Dari sepintas riwayat kata “falsafah” itu kiranya menjadi jelas bahwa disiplin ilmu keislaman ini, meskipun memiliki dasar yang kokoh dalam sumber-sumber ajaran Islam sendiri, banyak mengandung unsur-unsur dari luar, yaitu terutama Hellenisme atau dunia pemikiran Yunani. Di sinilah pangkal kontroversi yang ada sekitar falsafah: sampai dimana agama Islam mengizinkan adanya masukan dari luar, khususnya jika datang dari kalangan yang tidak saja bukan “ahl al-kitab” seperti Yahudi dan Kristen, tetapi malahan dari orang-orang Yunani kuno yang “pagan” atau musyrik (penyembah bintang). Sesungguhnya beberapa ‘ulama’ ortodoks, seperti Ibn Taymiyyah dan Jalal al-Din al-Suyuthi (salah seorang pengarang tafsir Jalalayn), menunjuk kemusyrikan orang-orang Yunani itu sebagai salah satu alasan keberatan mereka terhadap falsafah. (Nurcholish Madjid,1992:219)

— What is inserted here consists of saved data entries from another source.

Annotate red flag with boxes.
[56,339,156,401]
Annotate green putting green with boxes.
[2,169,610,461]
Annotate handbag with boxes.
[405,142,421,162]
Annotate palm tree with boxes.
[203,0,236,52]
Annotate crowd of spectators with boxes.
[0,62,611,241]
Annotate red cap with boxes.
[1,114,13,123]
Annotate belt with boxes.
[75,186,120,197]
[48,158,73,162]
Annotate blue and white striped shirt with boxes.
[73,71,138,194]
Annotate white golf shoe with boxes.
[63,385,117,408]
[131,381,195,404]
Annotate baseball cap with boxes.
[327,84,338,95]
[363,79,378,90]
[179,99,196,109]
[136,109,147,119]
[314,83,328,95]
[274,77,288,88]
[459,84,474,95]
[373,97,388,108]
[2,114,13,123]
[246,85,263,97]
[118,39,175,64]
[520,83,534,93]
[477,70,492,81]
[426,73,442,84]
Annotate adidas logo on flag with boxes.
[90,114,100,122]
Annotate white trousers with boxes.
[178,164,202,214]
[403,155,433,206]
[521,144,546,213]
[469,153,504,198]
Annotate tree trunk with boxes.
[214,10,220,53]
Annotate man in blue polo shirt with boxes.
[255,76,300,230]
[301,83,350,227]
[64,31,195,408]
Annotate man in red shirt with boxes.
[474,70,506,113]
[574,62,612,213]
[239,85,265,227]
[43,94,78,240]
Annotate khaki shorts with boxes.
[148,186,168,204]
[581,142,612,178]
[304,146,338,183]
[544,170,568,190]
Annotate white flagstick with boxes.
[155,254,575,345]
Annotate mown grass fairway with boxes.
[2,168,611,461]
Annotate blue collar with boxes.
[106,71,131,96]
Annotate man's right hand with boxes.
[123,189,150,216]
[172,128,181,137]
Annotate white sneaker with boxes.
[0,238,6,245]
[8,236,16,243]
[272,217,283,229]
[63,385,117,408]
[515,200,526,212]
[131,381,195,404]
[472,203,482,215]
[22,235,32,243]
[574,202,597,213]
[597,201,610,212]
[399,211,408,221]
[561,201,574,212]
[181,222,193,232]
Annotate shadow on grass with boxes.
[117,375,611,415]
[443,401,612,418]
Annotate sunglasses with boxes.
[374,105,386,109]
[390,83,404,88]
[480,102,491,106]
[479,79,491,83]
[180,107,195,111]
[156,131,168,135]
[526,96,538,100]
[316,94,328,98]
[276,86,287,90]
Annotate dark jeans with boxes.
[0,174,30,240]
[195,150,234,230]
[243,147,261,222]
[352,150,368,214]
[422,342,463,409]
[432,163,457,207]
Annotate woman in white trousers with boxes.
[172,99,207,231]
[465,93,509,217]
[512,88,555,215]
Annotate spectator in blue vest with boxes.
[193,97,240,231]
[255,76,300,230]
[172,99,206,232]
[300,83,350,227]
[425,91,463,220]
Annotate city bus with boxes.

Menurut Musa Asy’ari Filsafat Islam adalah adalah proses dialektika antara pemikiran filsafat Islam dengan perkembangan jaman secara terus menerus. Filsafat Islam adalah kegiatan pemikiran yang bercorak islami. Islam di sini menjadi jiwa yang mewarnai suatu corak pemikiran. Menurut Amin Abdullah filsafat Islam adalah
rumusan pemikiran muslim yang ditempeli oleh konsep filsafat Yunani melalui proses panjang asimilasi dan akulturasi budaya. Sedangkan menurut Darmajati Supadjar filsafat Islam adalah filsafat tentang Islam. Jadi Islam yang menjadi objek penelaahan. Sedangkan objek formalnya yaitu filsafat. (Abuddin Nata, 2008 :255-256).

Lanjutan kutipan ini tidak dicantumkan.